From this research, a hypothesis emerged: to express Dirtworks' architectural identity by taking design cues from a creative monograph. These publications, designed to represent the works, ideas, and identity of a practice, are highly visual, concept-driven, and organized around themes rather than chronology. The monograph became our design framework.
Design principles:
Working from this foundation, we established principles that translated architectural thinking into web design:
1. Layering. Landscape architectural drawings are built from distinct layers. Topography, hardscape, planting, irrigation, lighting, each developed separately, then stacked to form the complete design. We translated this into the website by detaching foreground from background: logotype, menu, project images, and typology tags each occupy separate panes, activating as you scroll. The effect created what the client called “an explorative experience.”
2. Visually-led storytelling. Project photography carries the narrative. Work is represented cleanly, telling its own story without over-contextualization or stylization. Text provides context without competing for attention.
3. Deep research made visible. Meta information (typologies, features, dates) appears as design elements rather than hidden data. A nod to how monographs treat documentation as both functional and aesthetic.
4. Spatial organization. Borrowing from architectural practice, where X and Y axes are fundamental tools, we developed a page template with project numbers anchored left, typology tags right, building in layers as visitors scroll. This structure maintains consistency across every page while allowing each project to breathe.
5. Consistency. The same design vernacular runs throughout the site. Every page speaks the same visual language. This insistent repetition creates a feeling of a methodical approach, core to what Dirtworks practices.
Typography:
The type system is deliberately restrained. One typeface throughout: Avenir Black for headlines, Avenir Book for body text. Minimal variation in scale, no stylistic flourishes.
This constraint serves the concept. Limited typographic variability reinforces the site's utilitarian character — consistent, methodical, low in stylization
Squarespace build:
We prioritized a build that ensures long-term client independence, utilizing Squarespace’s native layering features to create a dynamic, "explorative experience" without the need for high-maintenance custom code.
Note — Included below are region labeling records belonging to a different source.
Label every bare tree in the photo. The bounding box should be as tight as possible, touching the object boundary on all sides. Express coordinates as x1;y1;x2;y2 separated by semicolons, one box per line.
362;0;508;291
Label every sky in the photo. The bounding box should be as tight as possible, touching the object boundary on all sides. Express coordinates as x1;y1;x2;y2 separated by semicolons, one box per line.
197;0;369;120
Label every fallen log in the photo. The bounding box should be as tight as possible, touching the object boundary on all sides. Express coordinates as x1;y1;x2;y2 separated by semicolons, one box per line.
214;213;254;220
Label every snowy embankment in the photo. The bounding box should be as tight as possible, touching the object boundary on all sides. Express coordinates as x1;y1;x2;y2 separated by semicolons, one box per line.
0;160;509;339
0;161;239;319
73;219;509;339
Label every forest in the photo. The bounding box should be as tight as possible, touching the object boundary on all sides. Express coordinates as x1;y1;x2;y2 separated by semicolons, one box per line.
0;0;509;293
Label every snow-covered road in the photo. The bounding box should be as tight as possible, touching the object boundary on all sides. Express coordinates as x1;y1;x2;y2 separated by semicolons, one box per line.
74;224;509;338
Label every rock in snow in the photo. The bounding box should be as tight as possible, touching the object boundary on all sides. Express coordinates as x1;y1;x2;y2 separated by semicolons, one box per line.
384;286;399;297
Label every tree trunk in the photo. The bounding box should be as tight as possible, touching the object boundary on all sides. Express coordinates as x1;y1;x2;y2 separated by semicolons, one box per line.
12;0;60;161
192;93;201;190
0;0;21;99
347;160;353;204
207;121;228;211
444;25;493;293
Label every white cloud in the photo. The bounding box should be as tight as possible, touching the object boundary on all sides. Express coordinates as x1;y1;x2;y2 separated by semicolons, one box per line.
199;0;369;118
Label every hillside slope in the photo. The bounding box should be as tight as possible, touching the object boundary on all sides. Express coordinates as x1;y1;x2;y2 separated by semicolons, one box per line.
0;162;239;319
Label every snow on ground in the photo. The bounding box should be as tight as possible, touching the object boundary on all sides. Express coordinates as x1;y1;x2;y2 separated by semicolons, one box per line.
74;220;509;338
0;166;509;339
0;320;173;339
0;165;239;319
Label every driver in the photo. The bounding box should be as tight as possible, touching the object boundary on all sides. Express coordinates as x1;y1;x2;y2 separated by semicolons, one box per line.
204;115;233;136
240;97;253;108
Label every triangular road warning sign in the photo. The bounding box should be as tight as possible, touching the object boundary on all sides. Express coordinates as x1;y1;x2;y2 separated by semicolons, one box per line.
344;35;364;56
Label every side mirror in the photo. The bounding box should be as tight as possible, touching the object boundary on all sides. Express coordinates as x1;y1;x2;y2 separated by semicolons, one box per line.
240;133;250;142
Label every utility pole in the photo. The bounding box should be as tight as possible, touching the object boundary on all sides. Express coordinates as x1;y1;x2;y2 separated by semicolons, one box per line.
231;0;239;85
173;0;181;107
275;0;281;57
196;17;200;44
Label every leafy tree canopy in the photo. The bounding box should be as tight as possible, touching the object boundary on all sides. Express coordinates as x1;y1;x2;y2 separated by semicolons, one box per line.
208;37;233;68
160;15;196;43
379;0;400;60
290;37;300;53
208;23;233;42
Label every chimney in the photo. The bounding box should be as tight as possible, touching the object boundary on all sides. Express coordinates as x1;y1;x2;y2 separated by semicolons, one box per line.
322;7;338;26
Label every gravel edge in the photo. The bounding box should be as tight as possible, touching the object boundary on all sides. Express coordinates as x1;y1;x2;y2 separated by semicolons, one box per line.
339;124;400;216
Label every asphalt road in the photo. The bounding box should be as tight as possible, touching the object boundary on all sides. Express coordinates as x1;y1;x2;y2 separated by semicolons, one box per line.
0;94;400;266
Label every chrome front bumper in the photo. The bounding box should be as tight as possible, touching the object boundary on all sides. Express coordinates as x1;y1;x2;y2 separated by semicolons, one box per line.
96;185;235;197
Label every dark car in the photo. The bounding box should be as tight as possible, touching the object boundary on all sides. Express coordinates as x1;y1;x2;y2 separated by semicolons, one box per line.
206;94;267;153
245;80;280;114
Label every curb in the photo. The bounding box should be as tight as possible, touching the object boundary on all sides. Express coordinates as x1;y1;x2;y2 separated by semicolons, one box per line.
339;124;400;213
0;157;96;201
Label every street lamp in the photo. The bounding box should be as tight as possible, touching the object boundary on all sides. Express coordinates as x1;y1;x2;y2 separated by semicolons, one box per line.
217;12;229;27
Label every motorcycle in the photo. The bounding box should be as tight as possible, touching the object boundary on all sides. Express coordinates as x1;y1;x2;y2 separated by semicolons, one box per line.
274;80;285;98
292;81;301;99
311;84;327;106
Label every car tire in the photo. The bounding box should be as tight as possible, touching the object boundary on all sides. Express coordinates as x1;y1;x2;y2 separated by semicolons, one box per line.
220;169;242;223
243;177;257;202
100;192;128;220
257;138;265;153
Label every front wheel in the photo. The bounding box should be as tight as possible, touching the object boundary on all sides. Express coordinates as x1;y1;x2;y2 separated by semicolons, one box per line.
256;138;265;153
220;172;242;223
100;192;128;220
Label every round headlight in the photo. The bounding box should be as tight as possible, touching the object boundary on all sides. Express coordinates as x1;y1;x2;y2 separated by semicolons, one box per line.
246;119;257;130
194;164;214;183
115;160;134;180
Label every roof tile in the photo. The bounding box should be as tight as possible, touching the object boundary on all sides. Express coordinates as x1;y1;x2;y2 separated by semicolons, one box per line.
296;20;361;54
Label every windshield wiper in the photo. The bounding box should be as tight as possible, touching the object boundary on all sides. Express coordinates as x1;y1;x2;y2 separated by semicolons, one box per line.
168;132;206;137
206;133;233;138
This means Dirtworks can evolve their homepage without developer support.
Custom development was limited to two areas: project filtering across typologies and features (essential functionality for the body of work), and adaptive navigation behavior. The logo and menu come to attention and recede predictably as visitors scroll, responding to their background, appearing white over dark imagery, black over light areas.
Results:
The finished site does something the previous one couldn't: it communicates how Dirtworks thinks, not just what they've built. The monograph approach positions their projects within a larger intellectual framework, signaling to potential clients and collaborators that this is a practice driven by ideas.
“Working with Denys and his team was a uniquely positive experience from start to finish. Beyond the obvious talent that's on display in the finished product, Denys has a rare ability to read between the lines and understand not just the brief, but the people, values and sensibility behind it.
Our studio values collaboration, which can sometimes make feedback messy and nonlinear. Denys handled this with patience, clarity and a consistently good attitude. He helped us translate a lot of voices into a coherent direction, guiding the process without ever flattening it.
We could not be happier with our new website. It feels unmistakably Dirtworks; it doesn't just show our work, it communicates how we think. I'd recommend Denys and his team without hesitation to any studio looking for a developer who is as strong a listener and collaborator as he is a conceptual thinker, designer and developer.”